Tuesday, December 20, 2011

winter bark

Winter is a time for bark. In spring we see the buds and flowers, the maroon haze of maples and the fine, yellow-green mist that starts to spread across hillsides. In June we hear the whisper of young leaves, which deepen into rustles in summer and finally throaty rattles in fall. We identify by leaves, and marvel that oxidation and changes in sunlight morph green into golds and scarlets and purples. But in winter we finally see the skin, the shape of the skeleton itself. We tune a finer eye; texture becomes our pallet, subtler than outrageous shades of autumn leaves. We understand clearly the difference between the scales of red pine and the furrows of white, diamond skin of ashes and strips of hickory.
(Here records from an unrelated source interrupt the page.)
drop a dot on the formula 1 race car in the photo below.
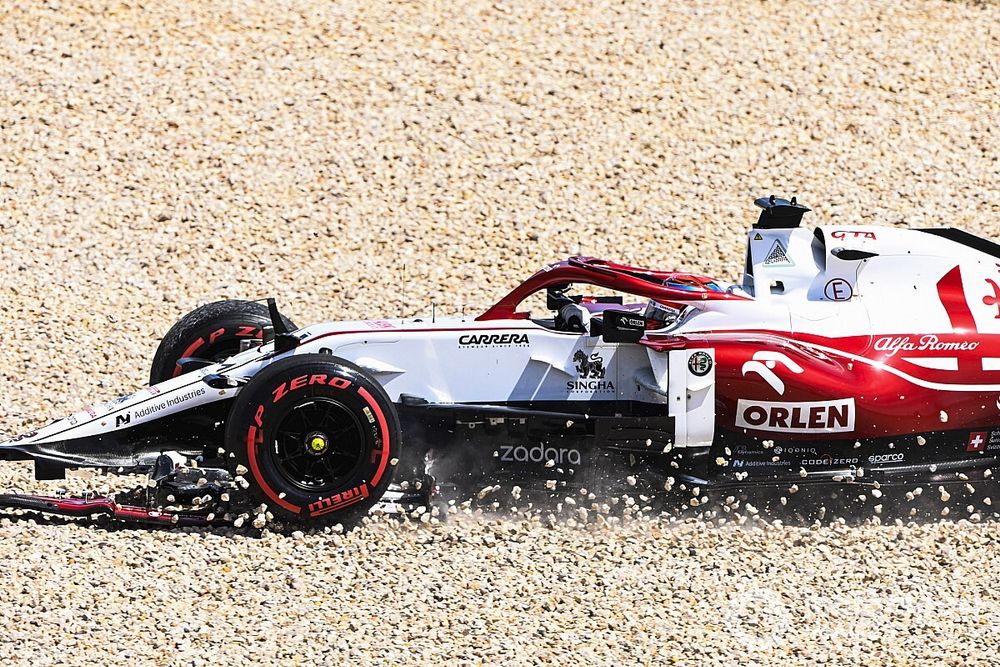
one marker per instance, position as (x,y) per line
(847,355)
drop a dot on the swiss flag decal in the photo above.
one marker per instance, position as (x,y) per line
(977,441)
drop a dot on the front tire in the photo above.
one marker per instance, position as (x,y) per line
(213,332)
(319,439)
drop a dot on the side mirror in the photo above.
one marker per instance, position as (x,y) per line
(622,326)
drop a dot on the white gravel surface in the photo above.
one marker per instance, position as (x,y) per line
(368,158)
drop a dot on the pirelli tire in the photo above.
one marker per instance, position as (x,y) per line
(316,438)
(212,331)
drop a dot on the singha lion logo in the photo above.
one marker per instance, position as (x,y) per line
(592,368)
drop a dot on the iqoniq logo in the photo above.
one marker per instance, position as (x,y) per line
(591,371)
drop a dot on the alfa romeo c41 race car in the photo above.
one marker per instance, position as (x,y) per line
(846,355)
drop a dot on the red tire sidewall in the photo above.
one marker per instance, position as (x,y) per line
(276,396)
(205,342)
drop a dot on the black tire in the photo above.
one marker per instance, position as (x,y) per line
(213,331)
(319,439)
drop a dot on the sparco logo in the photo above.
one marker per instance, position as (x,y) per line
(800,417)
(886,458)
(539,454)
(471,340)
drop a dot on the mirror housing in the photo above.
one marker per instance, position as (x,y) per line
(622,326)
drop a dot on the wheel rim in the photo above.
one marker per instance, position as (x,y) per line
(318,445)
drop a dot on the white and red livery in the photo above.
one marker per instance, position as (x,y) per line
(858,354)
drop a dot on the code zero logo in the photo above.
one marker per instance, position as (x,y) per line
(800,417)
(700,363)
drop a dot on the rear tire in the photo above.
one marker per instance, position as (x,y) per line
(213,331)
(319,439)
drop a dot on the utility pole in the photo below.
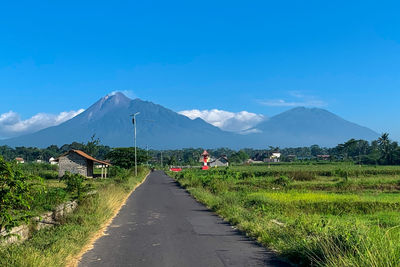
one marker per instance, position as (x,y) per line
(134,124)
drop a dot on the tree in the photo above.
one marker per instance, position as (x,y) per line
(385,148)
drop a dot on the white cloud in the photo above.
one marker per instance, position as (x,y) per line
(225,120)
(12,125)
(299,99)
(284,103)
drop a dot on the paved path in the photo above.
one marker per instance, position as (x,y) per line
(162,225)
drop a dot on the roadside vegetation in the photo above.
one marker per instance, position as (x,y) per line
(337,214)
(31,189)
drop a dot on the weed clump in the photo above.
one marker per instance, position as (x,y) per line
(282,181)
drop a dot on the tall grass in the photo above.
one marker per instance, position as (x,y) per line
(59,245)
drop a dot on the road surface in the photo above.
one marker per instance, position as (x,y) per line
(162,225)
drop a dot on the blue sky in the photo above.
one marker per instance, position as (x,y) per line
(263,57)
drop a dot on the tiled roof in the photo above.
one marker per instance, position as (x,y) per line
(83,154)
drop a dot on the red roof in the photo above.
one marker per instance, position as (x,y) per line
(83,154)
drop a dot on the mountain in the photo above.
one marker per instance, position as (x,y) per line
(307,126)
(109,118)
(161,128)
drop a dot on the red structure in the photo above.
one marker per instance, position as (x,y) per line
(206,158)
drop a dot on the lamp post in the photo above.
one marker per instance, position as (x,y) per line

Grays and browns and everything in between.

My skin itself sparks when I walk through the woods in winter. One only need see the smooth, muscled bark of a beech and the urge to drag one’s black-bear-claws into it makes the skin ripple. Sugar maple, its gray bark smooth in the young and cracked and furrowed in age gives nuthatches crooks and crevices to search. The jaggy diamonds of white ash beg to traced, exaggerated snake skin and back-scratcher extraordinaire. And the birches! They are the swans, the snow geese, the cardinals of winter – bold and daring and stark in their contrast to winters grays and greens. Paper, its swaths of combustible bark, and gray with its chevron-eyes. Yellow birch seems to me a sneaking ghost of Christmas present, in all its ebullient, shimmering opulence. It recalls the gold Rumpelstiltskin spun, and its twigs in deepest winter are sharp and sweet. They grow larger and thicker than all the rest, and seem jolly in their girth.

But, to me, winter belongs to the hickories and aspens. The great, ripping shreds of shagbark hickory seem almost indecent. The strips detach at both ends, holding fast in the middle, giving the tree an appearance both undulating and sharp. The ripped bark might seem an entry way, a vulnerability, but in fact they are plates of flame-resistant armor. It is one of the only trees that can withstand the hottest fires, the strips creating a barrier with pockets air outside the precious cambium layer. There are three shagbark hickories that will stay in my memory forever, and even the thought of them makes me draw my breath.

And then the great producer of clones, the colonizer, pioneer, succulent food and northern-most survivor: Populus tremuloides, the quaking aspen. Its bark is beyond compare. Come to a grove of aspen just before twilight on the clearest winter days and you’re through. It is an olive-gold unrivaled, the color magnificent, and the secret to its near-artic existence. Aspen photosynthesizes through its bark, and the lighter color also prevents cracks on the coldest winter nights. Trees with darker bark will absorb surprisingly large amounts of heat on even the coldest winter days, if there’s sun. As night approaches the temperature drops rapidly, and the difference in temperature will cause huge cracks down a tree, most often on its southern side. But aspen, and birch, rarely suffer the scars. They stay bright, and they stay cold. Aspen bark is a favorite of beavers and porcupines alike – I’ve seen a tubby, spikey fellow high up in an aspen more than once (being remarkably well-protected, they don’t much bother with curious and noisy on-lookers below).

Aspen is glorious in all seasons – watch its shaking, silver coin leaves turn to gold come autumn. But in winter it reigns, and evokes that near-divine response, the humble awe, the quaking.

1 comment:

zuni said...

Maybe soon you will read this to me so I can hear it too!